IPH5401 (anti-C5aR antibody):
- Dose-escalation part of the Phase I study (STELLAR-001) with IPH5401, in combination with durvalumab (Imfinzi®) for the treatment of patients with solid tumors, including non-small-cell lung cancer (NSCLC) with secondary resistance to prior immuno-oncology (IO) treatment and IO-naïve hepatocarcinoma (HCC) is on track; safety update and start of cohort expansion are expected in 2H2019.
- New preclinical data from the Company’s immunotherapy pipeline was showcased in a presentation by Eric Vivier, CSO, at the 2019 American Association for Cancer Research (AACR) Meeting:
- Innate’s new proprietary, potentially first-in-class multi-specific NKp46 NK-cell engager (“NKp46 NKCEs”) are designed to stimulate NK cells instead of T-cells in order to improve the benefit-risk profile for the treatment of solid tumors. The NKp46 NKCE technology targets two activating receptors, NKp46 and CD16, on NK cells and a tumor antigen on cancer cells. New preclinical data show that these NKp46 NKCEs are more potent in vitro and in vivo than clinical therapeutic monoclonal antibodies targeting the same tumor antigen and have not displayed off-target effects. Additionally, we observed that co-engagement of NKp46 synergized with CD16 to potentiate both tumor cell lysis and NK cell activation.
- IPH5201 (anti-CD39) - new data show that a combination of Innate’s anti-CD39 monoclonal antibody, IPH5201, and ATP-inducing oxaliplatin had a synergistic effect that improved the control of tumor growth in a preclinical mouse model.
- IPH5301 (anti-CD73) - new data from a crystal structure of the CD73/IPH5301 complex support a model for the differentiated mode of action of IPH5301 and enhanced efficacy compared to competitors.
- Innate expects INDs to be filed for IPH5201 in the second half of 2019 and for IPH5301 in the first half of 2020.
Cash, cash equivalents and financial assets of the Company amounted to €237.1 million as of March 31, 2019. At the same date, financial liabilities amounted to €5.3 million, of which €0.9 million resulting from the application of IFRS 16 *** (€4.5 million as of December 31, 2018).
During the first quarter, the remainder of the upfront cash payments associated with the October 23, 2018 AstraZeneca transaction were received or paid to the appropriate party.
- The Company received in January 2019 $100 million (€87.6 million) as a result of AstraZeneca exercising its option to obtain the full rights of monalizumab in oncology.
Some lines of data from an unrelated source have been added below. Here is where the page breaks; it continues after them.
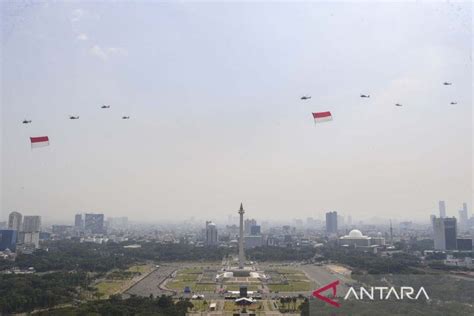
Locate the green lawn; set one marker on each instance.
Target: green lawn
(293, 286)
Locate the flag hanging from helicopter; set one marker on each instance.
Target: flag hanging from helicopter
(320, 117)
(37, 142)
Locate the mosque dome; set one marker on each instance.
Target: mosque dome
(355, 233)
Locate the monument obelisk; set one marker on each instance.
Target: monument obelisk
(241, 238)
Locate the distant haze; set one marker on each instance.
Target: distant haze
(213, 94)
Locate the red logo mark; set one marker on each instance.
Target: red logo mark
(332, 286)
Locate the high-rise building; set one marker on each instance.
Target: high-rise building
(8, 239)
(445, 233)
(331, 222)
(14, 221)
(78, 222)
(94, 223)
(211, 234)
(442, 209)
(31, 224)
(117, 222)
(31, 238)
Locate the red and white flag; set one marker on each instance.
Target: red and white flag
(41, 141)
(322, 117)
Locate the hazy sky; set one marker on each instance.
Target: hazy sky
(213, 93)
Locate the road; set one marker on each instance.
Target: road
(151, 283)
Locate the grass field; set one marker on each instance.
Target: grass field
(106, 288)
(189, 277)
(297, 281)
(232, 307)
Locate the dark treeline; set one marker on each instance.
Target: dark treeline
(68, 255)
(25, 292)
(115, 306)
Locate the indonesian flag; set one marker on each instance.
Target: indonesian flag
(41, 141)
(320, 117)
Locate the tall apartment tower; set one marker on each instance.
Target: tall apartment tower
(78, 222)
(331, 222)
(442, 209)
(31, 224)
(14, 221)
(444, 233)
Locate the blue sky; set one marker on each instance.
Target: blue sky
(213, 93)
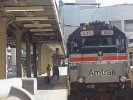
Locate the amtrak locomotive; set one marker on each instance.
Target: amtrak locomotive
(98, 62)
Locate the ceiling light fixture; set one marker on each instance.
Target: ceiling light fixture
(41, 30)
(24, 8)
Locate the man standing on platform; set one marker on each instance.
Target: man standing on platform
(56, 63)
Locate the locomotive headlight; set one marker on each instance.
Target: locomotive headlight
(123, 79)
(81, 80)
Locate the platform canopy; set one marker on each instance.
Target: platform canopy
(38, 18)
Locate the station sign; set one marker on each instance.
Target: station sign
(36, 38)
(107, 32)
- The Company received in January 2019 the second tranche of $24 million (€21.1 million) of a non-refundable payment of $50 million from AstraZeneca for the upfront payment with respect to IPH5201. The first tranche of $26 million was received in October 2018.
- The Company paid AstraZeneca $50 million (€43.8 million) for the US and EU rights to commercialize Lumoxiti in January 2019.
- The Company paid in February 2019 $15 million (€13.1 million) to Novo Nordisk A/S per the February 2014 agreement in relation to monalizumab, following the exercise of the option by AstraZeneca.
Revenues for the first three-months of 2019 amounted to €13.9 million (€8.7 million for the same period in 2018). For the three-month period ended March 31, 2019, revenue from collaboration and licensing agreements mainly results from the spreading of the initial payments received under our agreements with AstraZeneca.
* Including short term investments (€15.7 million) and non-current financial instruments (€34.7million).
** In 4Q 2018, the Company elected to advance the anti-MICA/B program as an ADC-antibody and terminated the naked antibody (ADCC) program IPH4301.
*** IFRS 16 « Leases » supersedes IAS 17 from January 1, 2019. Under IFRS 16, a lease liability is recognized for all the leases (operating and finance leases) whilst it was only applied to finance leases under IAS 17.